Balancing immediate pricing strategies with long term goals
Over the past year, 68% of Canadians have noticed the price of groceries soar, according to our 2022 Consumer Outlook survey. With overall inflation surpassing 5% year-over-year growth for the first time in more than 30 years, higher grocery prices are just the tip of the iceberg.
Rising prices for everything from bread and alcohol to rent and gasoline mean Canadians are watching their budgets, making more intentional product trade-offs, and changing the way they shop.
For manufacturers and retailers looking to meet evolving consumer needs, it’s important to consider the stark differences in the financial impact of Covid and varying degrees of uncertainty regarding the geopolitical climate, consumer circumstances, priorities, and behaviors are vastly different.
The economic divide shaping the Canadian consumer landscape
Over the latest 12 weeks, 70% of CPG categories experienced volume declines in Canada. Categories that experienced a boom in sales as a result of heightened at-home consumption were expected to experience marginal declines as restrictions eased, but the declines extend much wider amid rising prices and reduced promotions.
There is a pressing need for companies to understand this new terrain because it’s changing the way consumers shop. Our latest NielsenIQ study examines this shift through the lens of five new consumer cohorts, their unique mindsets, and the shopping habits you can expect from them in 2022.

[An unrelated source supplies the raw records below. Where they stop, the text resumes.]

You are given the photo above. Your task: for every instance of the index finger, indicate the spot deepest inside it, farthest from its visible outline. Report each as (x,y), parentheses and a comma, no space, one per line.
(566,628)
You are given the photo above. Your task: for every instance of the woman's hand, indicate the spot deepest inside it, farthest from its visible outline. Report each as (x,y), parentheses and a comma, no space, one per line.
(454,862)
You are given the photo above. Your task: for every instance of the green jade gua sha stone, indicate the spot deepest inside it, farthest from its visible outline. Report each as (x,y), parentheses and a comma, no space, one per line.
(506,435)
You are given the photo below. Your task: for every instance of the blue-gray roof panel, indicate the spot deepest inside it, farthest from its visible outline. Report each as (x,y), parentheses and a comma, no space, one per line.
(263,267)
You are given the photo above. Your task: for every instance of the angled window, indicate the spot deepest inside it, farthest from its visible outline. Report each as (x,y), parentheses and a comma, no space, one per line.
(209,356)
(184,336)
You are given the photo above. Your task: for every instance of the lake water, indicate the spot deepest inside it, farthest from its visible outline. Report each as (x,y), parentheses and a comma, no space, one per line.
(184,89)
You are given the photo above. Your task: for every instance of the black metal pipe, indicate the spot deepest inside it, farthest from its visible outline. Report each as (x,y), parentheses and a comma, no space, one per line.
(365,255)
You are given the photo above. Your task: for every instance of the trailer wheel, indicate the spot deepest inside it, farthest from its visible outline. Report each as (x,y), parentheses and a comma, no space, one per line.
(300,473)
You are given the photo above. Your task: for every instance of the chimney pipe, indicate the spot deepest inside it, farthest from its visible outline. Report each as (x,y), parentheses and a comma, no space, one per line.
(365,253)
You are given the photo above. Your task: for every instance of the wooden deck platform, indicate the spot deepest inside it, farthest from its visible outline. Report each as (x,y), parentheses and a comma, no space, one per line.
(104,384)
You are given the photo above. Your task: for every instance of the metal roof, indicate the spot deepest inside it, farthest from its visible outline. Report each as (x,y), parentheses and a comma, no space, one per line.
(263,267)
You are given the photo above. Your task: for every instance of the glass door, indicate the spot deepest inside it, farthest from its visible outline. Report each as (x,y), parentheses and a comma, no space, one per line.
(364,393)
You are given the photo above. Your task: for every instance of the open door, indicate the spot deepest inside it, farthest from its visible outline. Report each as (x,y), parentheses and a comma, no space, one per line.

These segments demonstrate that 78% of Canadian respondents (namely, those identified within the cohorts of Strugglers, Rebounders, and the Cautious) are altering their buying and consumption patterns to be more cost-conscious.
“With rising prices, essential versus discretionary items are being re-evaluated and value trade-offs and compromises are the new norm,” said Nicole Corbett, Director, Global Thought Leadership, NielsenIQ. “Retailers and brands cannot assume past pricing and promotional strategies are relevant in today’s world. These changing retail dynamics are playing out against a backdrop of new consumer priorities and needs and preferences that are very different from 2019.”

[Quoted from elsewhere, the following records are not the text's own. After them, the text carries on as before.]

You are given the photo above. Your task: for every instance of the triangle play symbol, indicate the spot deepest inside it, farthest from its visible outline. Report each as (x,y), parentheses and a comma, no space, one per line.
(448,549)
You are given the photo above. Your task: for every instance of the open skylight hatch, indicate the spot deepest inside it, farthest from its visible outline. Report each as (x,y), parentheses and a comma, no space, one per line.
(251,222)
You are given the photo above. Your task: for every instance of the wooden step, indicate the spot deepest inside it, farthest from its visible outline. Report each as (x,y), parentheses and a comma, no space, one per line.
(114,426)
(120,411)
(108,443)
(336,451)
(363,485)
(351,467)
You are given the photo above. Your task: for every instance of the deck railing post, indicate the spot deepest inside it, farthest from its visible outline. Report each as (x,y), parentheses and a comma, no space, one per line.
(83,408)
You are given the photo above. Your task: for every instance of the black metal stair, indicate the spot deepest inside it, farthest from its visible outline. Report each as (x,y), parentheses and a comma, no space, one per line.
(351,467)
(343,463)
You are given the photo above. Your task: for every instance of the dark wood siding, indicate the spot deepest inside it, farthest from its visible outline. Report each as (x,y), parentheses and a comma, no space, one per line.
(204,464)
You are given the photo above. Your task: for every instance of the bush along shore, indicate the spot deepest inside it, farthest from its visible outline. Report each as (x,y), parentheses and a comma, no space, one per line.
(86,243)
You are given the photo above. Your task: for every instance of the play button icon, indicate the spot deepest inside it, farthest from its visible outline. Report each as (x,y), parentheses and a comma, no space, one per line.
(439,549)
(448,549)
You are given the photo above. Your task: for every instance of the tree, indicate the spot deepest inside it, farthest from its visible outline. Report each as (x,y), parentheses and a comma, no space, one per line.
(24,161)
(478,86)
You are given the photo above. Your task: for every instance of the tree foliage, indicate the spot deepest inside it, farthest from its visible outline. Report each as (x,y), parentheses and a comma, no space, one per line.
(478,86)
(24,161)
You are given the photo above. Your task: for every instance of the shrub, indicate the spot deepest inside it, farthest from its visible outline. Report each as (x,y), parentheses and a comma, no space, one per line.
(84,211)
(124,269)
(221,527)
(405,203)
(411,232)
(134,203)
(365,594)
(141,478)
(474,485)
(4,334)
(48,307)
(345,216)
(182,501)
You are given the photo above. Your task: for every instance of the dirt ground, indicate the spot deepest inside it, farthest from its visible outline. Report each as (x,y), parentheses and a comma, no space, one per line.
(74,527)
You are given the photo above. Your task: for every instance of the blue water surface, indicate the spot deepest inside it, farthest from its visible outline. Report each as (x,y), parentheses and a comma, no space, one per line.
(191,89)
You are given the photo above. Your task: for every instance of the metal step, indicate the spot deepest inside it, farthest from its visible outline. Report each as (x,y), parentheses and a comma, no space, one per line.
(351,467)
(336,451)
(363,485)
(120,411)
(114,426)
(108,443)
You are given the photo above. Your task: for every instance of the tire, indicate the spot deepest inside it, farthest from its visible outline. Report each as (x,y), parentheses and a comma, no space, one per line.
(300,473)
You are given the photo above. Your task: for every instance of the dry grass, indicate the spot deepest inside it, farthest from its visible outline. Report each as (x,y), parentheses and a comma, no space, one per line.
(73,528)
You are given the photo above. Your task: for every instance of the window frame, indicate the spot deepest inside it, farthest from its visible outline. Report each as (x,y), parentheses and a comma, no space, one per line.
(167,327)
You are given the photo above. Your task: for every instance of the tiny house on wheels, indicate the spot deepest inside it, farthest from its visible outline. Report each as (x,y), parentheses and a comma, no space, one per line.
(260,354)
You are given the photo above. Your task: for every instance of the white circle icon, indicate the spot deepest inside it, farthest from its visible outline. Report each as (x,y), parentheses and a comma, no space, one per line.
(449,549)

Connecting with these new consumer segments means understanding and responding to nuanced behavior shifts. For example, if the price isn’t right on a preferred brand or product, Strugglers will likely select the cheapest replacement or stop buying completely, while the Cautious segment will delay a purchase until it’s on sale.
This insight shines a light on the importance of managing price sensitivity and promotional effectiveness to optimize revenue. Shoppers may shop less or even walk away from non-essential or indulgent purchases altogether, but in staple categories they’ll look for affordable trade-offs, especially when there isn’t a strong value proposition to prevent them from substituting with private label options.

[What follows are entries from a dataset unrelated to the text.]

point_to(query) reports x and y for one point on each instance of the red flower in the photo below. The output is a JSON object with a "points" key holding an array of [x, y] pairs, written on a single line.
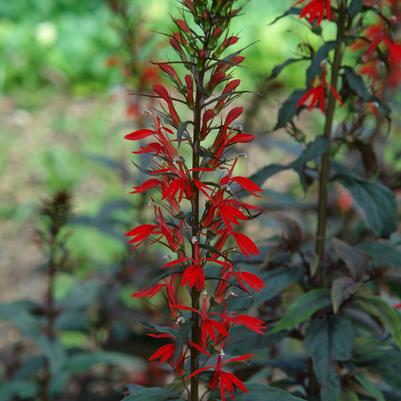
{"points": [[227, 381], [249, 322], [317, 94], [316, 10], [166, 353], [210, 328]]}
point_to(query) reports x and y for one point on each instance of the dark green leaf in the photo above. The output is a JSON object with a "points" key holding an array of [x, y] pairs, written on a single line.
{"points": [[139, 393], [291, 11], [328, 339], [371, 388], [17, 388], [289, 108], [303, 308], [355, 259], [313, 151], [183, 335], [357, 84], [83, 361], [382, 254], [376, 202], [342, 290], [277, 281], [260, 392], [280, 67], [316, 63], [355, 8], [181, 131], [380, 309]]}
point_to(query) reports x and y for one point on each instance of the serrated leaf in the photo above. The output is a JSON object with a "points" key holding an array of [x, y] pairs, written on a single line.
{"points": [[348, 395], [289, 108], [18, 388], [355, 8], [355, 259], [182, 336], [372, 389], [382, 254], [316, 62], [140, 393], [260, 392], [181, 131], [262, 175], [313, 151], [277, 281], [357, 84], [376, 202], [276, 71], [291, 11], [83, 361], [380, 309], [328, 339], [341, 290], [303, 308]]}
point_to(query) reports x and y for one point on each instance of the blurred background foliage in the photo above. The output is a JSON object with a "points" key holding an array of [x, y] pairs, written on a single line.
{"points": [[66, 71]]}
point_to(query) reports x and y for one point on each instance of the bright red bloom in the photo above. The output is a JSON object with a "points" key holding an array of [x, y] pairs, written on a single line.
{"points": [[316, 10], [227, 381], [166, 353]]}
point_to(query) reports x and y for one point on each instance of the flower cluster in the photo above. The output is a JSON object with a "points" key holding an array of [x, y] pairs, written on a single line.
{"points": [[381, 51], [198, 212]]}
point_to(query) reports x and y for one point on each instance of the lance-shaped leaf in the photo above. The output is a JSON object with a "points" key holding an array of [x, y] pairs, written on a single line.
{"points": [[260, 392], [357, 84], [290, 11], [140, 393], [373, 390], [382, 254], [356, 260], [355, 8], [303, 308], [341, 290], [289, 108], [376, 203], [276, 281], [389, 317], [313, 151], [326, 340], [276, 71]]}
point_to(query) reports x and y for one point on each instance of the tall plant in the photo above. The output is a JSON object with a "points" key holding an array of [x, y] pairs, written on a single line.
{"points": [[197, 213], [345, 273]]}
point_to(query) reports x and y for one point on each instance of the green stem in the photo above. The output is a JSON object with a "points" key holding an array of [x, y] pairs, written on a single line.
{"points": [[328, 128]]}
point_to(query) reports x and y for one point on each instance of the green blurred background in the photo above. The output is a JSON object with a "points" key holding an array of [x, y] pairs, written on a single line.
{"points": [[63, 109]]}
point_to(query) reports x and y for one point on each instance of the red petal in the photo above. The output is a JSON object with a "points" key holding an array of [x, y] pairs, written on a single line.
{"points": [[139, 134]]}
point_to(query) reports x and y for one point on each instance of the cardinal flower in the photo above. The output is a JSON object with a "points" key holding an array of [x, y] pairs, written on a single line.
{"points": [[166, 353], [316, 10], [225, 380], [210, 327]]}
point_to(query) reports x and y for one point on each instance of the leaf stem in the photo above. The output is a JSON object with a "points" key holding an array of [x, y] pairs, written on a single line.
{"points": [[328, 128]]}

For example, as prices skyrocketed over the last 12 weeks, volume sales of private label cooking oils held steady with 1% growth while branded item sales fell 17%. The story repeated in countless other categories, from frozen meals to toilet paper. The trend was exacerbated as shoppers budgeted for surging gas prices.
To effectively navigate these turbulent waters, companies need a deep understanding of their customer base. Although pricing issues are critical to address in the short-term, a recent NielsenIQ analysis shows that companies also need to plan for the long haul.
Added value is important for long-term growth
Over the course of the past two years, many financial analysts and CEOs have miscalculated the time horizon of impact by global events only to experience lingering challenges and new pressures. It’s been a lesson on the importance of addressing short-term priorities while building toward long-term goals. Companies grappling with short-term pricing strategies today should also take the opportunity to assess new ways of adding value for their customers tomorrow.
One of the most important concerns for Candian consumers, and a driving force for CPG growth, is personal health and wellness. Companies are positioning themselves for long-term relevance with consumers with purpose-driven brands, plant-based alternatives, and reformulated products that meet consumers’ evolving dietary and wellness needs.
Two-thirds of Canadians indicated the past two years gave them a different set of priorities that influence their buying decisions. Physical health, mental wellness, environmental concerns, and social justice are just a few of the areas people
Meeting these needs—and effectively communicating that to customers—can help brands compete for market share without relying solely on price. As we enter a new endemic-minded reality, companies need to understand that consumer growth is now polarized. Businesses must reinvent their portfolios and forge new strategies to navigate the new needs, priorities, and preferences of this divided consumer landscape.